To use this dataset, first identify what questions you need answered and what outcomes you are looking to measure. You may want to look at specific disease-based indicators (e.g. malaria or tuberculosis), health-related indicators (e.g., nutrition), or overall population markers (e.g., life expectancy).
Then decide which data points from the provided fields will help answer your questions and provide the results needed - e.g,. infant mortality rate or HIV prevalence rate - extracting these values from relevant columns like “Infants lacking immunization (% of one-year-olds) Measles 2013” or “HIV prevalence, adult (% ages 15Ð49) 2013” respectively
Next extract other columnwise relevant information - e.g., country name — that could also aid your analysis using tools like Excel or Python's Pandas library; sorting through them based on any metric desired — e..g,, physicians per 10k people — while being mindful that some data points are missing in some cases (denoted by NA).
Finally perform basic analyses with either your own scripting language, like R/Python libraries' numerical functions with accompanying visuals/graphs etc if elucidating trends is desired; drawing meaningful conclusions about overall state of global health outcomes accordingly before making informed decisions thereafter if needed too!

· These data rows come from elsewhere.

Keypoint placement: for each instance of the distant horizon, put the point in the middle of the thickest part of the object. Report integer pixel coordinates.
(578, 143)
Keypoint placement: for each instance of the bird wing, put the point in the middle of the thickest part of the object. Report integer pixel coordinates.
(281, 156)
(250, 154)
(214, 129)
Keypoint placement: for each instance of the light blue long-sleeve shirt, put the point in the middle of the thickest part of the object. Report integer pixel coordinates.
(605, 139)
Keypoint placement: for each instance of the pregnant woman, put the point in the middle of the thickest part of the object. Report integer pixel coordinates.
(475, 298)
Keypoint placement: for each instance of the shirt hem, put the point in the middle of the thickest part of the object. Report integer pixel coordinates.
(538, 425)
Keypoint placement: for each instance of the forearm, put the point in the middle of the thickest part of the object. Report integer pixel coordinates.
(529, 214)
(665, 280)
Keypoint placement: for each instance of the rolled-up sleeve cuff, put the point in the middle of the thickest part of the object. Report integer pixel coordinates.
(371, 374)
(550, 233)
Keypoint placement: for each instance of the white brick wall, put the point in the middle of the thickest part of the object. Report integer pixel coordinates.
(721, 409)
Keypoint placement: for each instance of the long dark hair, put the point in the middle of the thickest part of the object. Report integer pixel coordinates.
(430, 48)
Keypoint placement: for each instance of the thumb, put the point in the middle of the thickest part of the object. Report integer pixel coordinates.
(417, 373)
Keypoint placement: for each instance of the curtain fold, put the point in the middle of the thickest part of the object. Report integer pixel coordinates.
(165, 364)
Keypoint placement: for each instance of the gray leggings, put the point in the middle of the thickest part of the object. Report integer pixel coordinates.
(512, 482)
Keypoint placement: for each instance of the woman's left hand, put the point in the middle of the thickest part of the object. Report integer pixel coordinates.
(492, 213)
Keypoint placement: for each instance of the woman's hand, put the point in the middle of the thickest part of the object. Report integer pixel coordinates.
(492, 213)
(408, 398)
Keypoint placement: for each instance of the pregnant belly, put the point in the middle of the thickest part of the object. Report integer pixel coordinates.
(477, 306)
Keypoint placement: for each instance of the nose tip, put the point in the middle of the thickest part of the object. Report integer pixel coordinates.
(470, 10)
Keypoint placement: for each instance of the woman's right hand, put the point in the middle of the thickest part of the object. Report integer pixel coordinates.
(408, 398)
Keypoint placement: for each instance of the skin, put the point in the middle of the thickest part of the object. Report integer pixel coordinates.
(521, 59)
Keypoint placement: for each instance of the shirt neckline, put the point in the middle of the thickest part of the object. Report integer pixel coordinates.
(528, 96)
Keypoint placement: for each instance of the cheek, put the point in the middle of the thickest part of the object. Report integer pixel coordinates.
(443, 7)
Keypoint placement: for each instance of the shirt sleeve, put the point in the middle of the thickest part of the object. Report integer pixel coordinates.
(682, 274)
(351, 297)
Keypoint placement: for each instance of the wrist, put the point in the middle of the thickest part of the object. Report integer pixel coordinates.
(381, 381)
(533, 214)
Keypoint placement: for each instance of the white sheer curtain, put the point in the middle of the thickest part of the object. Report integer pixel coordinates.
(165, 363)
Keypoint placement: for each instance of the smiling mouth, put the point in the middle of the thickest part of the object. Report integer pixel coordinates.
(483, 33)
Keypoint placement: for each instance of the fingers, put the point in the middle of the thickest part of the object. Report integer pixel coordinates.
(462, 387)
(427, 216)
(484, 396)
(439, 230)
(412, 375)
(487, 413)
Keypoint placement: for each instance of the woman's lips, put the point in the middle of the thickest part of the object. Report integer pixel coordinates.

- Create a world health map to visualize the differences in health outcomes across different countries and regions.
- Develop an AI-based decision support tool that identifies optimal public health policies or interventions based on these metrics for different countries.
- Design a dashboard or web app that displays and updates this data in real-time, to allow users to compare the current state of global health indicators and benchmark them against historical figures
If you use this dataset in your research, please credit the original authors. Data Source
License: CC0 1.0 Universal (CC0 1.0) - Public Domain Dedication No Copyright - You can copy, modify, distribute and perform the work, even for commercial purposes, all without asking permission. See Other Information.
File: health-outcomes-csv-1.csv | Column name | Description | |:-------------------------------------------------------------------------------|:--------------------------------------------------------------------------------------------------------------------| | Country | The name of the country. (String) ...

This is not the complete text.